Fazilet Yapı Sanayi ve Ticaret Ltd. Şti firmasından topraktan satış şekli ile konut satın alan ancak dolandırıldığı iddiasıyla İstanbul Anadolu Cumhuriyet Başsavcılığına suç duyurusunda bulunan T.A., 28 Kasım tarihinde İstanbul’un Ümraniye ilçesi Armağanevler Mahallesi’nde evine yakın bölgede Süleymancı Cemaati’nden olduğu öne sürülen H.H. isimli şahsın, T.A.’ya “Haberleri kaldırtmazsan sana ödemeni iade etmeyeceğiz” şeklinde tehdit ve şantaj yaptığı iddiasıyla ilgili Başsavcılığa yeni dilekçeler verildiği öğrenildi.

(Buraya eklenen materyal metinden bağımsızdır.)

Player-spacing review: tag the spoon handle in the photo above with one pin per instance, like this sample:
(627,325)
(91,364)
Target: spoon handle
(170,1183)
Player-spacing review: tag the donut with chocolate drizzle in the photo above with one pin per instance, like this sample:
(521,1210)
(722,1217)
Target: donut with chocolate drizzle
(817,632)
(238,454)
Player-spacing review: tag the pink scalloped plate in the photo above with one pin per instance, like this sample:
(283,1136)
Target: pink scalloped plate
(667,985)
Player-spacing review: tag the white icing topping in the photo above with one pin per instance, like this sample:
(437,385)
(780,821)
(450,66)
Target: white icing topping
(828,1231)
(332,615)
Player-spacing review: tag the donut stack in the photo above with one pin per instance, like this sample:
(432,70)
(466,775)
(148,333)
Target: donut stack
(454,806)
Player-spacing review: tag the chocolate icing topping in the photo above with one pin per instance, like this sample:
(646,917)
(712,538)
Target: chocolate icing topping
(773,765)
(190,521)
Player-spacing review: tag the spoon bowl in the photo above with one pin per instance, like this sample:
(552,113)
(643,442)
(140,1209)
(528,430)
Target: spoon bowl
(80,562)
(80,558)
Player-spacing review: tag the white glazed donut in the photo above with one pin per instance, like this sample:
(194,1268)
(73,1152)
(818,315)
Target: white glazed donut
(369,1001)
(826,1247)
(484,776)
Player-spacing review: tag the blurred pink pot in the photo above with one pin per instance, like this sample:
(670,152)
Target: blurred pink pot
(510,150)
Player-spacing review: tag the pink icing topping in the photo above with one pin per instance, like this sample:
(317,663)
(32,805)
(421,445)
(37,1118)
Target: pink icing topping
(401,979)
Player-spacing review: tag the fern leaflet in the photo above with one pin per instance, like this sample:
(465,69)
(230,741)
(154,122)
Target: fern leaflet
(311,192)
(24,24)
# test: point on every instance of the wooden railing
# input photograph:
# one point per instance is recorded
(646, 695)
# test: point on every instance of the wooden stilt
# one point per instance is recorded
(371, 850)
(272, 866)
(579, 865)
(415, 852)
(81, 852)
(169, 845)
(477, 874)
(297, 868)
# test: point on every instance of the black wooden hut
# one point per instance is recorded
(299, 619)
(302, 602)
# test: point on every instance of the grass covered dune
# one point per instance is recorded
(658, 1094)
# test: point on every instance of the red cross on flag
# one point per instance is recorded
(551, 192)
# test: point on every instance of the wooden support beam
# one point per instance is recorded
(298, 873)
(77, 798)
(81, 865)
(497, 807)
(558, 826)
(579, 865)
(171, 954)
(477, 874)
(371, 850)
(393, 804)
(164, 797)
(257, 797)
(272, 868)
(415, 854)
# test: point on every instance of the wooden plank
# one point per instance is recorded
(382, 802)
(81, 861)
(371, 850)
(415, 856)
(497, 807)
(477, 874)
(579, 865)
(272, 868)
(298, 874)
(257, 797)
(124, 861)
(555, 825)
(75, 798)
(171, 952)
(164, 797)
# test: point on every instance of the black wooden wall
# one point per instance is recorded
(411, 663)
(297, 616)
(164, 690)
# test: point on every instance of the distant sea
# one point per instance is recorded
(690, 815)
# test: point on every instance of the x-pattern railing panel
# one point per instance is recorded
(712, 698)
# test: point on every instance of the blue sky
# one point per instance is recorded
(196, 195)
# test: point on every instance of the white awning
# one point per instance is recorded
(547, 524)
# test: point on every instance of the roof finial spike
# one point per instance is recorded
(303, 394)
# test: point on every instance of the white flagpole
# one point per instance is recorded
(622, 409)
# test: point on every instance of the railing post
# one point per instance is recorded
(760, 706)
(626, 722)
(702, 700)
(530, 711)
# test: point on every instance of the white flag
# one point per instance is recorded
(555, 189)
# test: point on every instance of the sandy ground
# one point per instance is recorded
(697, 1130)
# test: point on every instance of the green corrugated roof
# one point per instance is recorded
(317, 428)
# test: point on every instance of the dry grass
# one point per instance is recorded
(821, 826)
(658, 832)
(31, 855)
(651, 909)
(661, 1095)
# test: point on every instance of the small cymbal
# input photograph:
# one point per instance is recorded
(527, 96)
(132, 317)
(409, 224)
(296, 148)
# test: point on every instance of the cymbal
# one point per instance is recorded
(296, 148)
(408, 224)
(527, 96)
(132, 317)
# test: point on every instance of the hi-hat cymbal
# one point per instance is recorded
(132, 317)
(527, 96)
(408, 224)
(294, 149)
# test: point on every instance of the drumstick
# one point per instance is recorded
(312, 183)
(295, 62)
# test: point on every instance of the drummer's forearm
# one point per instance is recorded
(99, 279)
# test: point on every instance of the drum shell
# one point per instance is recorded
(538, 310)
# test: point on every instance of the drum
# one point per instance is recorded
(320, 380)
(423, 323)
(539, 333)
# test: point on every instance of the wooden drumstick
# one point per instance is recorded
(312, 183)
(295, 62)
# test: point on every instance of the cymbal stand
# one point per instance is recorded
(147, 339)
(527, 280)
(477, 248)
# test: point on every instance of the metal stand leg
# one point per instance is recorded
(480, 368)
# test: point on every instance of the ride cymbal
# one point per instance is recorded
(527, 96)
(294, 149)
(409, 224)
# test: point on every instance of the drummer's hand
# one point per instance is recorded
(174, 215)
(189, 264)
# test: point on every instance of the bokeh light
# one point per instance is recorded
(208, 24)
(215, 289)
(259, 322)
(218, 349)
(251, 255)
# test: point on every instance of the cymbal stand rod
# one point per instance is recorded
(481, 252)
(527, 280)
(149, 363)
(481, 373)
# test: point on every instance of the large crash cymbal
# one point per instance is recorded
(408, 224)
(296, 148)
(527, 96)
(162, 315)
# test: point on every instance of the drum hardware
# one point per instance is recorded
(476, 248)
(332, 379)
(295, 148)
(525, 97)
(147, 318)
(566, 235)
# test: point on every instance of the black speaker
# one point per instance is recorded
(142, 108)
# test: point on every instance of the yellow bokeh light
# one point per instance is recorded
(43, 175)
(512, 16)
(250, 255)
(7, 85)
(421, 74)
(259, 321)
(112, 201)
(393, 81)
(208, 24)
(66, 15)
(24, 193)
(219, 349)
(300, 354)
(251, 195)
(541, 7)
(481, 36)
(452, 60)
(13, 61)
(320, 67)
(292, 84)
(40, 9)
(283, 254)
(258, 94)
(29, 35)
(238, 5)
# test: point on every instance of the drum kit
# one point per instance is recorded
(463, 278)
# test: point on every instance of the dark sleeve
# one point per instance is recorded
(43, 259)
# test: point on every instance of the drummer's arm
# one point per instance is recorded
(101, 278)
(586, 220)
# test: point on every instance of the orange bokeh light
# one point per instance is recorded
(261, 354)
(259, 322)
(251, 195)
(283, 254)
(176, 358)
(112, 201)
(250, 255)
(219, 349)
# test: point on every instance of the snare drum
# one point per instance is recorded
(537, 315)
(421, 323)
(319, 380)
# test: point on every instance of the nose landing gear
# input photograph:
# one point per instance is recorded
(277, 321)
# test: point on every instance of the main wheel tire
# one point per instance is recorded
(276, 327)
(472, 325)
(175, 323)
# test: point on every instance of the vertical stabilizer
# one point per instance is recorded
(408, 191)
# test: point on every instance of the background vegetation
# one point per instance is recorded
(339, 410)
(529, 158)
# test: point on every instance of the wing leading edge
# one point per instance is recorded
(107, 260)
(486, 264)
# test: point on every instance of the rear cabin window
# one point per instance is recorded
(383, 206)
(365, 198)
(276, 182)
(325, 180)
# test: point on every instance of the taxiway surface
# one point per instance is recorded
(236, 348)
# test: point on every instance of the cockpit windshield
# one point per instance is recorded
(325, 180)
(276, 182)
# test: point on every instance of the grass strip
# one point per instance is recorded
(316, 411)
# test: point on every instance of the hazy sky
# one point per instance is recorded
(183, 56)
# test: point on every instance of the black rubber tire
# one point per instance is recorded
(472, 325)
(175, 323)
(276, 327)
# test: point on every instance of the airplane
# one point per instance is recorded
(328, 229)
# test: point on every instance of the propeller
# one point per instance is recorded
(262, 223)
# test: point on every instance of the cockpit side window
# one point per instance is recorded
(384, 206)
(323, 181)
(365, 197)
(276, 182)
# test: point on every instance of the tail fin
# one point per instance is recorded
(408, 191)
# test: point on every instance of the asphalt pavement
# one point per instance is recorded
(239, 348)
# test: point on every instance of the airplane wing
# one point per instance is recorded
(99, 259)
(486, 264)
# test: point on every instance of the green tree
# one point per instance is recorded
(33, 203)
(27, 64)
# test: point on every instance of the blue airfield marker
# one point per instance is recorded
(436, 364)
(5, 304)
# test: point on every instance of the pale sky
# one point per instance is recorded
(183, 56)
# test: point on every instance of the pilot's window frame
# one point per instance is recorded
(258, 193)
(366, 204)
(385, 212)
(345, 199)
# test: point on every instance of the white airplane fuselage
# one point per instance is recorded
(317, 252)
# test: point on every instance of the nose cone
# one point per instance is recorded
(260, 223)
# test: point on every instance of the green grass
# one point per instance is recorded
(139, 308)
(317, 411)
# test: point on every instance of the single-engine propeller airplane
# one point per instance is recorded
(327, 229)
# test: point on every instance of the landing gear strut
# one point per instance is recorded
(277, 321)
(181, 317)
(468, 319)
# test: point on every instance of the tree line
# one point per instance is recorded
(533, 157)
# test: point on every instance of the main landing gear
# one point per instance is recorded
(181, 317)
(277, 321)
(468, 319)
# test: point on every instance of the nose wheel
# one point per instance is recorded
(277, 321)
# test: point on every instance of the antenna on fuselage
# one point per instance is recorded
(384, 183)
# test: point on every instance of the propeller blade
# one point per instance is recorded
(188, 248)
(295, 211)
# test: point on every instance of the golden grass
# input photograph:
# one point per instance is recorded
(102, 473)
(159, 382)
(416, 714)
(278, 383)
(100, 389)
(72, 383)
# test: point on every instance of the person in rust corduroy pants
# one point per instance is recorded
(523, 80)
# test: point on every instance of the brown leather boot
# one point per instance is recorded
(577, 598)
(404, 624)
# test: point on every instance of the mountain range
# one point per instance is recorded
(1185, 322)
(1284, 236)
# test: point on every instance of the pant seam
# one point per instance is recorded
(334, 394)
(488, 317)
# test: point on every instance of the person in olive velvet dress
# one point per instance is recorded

"ALİHAN KURİŞ’İN İSMİNİ BİR DAHA AĞZINA AL, BAK NELER OLUYOR"

T. A.’nın şikâyet dilekçesinde H.H. tarafından, "Süleymancılar Cemaati lideri olarak bilinen Alihan Kuriş’in adını ne diye söylüyorsun lan, sen bir daha onun adını ağzına al bak ne oluyor" şeklinde tehdit edildiğini belirterek, “Cemaatinizin lideri Alihan Kuriş ismini sen bana verdin. Her defasında bana Alihan Kuriş’in yardımcısı olduğunu sen söyledin. Yoksa ben Alihan Kuriş’i nereden tanırım dedim. Sen bizi hem dolandırarak mağdur edeceksin, hem de kalkıp tehdit ile üzerime yürüyüp darp etmeye çalışacaksın öyle mi? Açıklama yapmaktan korkan tüm mağdurların sesi olacağım, şeklinde kendisine karşılık verdim” ifadelerini kullandı.

Dilekçede ayrıca H.H.’nin, “Oğlum ben zaten Alzheimer’ım bana hiçbir şey olmaz, olan sana olur" dediği öne sürüldü.

T.A.’nın şikâyet dilekçesinde ayrıca, "Beni tahrik etmek ve haklı olduğum halde mücadelemin içinde beni haksız konuma düşürmeye çalıştıklarını bildiğim için temkinli hareket ettim. Elleriyle temas ederek darp etmeye çalışmasına rağmen kendisine saygılı bir şekilde davranarak amacımın, cemaati ve kendileri tarafından bana yaşattıkları mağduriyetin artık son bulması ve özellikle de bizim gibi diğer mağdurların da hakkını savunmak için mücadele veriyorum dedikten sonra, H.H’ye ‘Bekle kaçma polisi arayacağım’ dedim ve bunun üzerine hızla oradan kaçmaya çalıştı. Kaçarken bende arkasından seslenmek zorunda kaldım ve kendisine, ‘Devletime sığındım, ben devlete ve yargıya güveniyorum dedim. Haberlerin kaldırılması için de asla böyle bir şey yapmayacağım ve hatta şu an yaptığın bu tehdit ve çirkin şantajı da savcılığa bildireceğim. Ve aynı zamanda ilgili haber yetkililerine de ileteceğim’ dedim" ifadelerine yer verildi.

"BİR MUSKALIK CANIN VAR"

T.A.’nın şikâyet dilekçesinde son olarak şunlar belirtildi:

“Cemaat lideri Alihan Kuriş’in yardımcısı H.H’nin şahsıma yönelik son cümlesi ise, ‘Ulan oğlum bir muskalık canın var’ diyerek ve toplum içinde sihir ve büyü anlamına gelen ve dinimizin de yasakladığı öldürücü ve hayat fonksiyonlarını devre dışı etmek suretiyle felç edici olarak bilinen ‘metafizik suikasti’ eylemini kastederek beni yine ölümle tehdit etti.”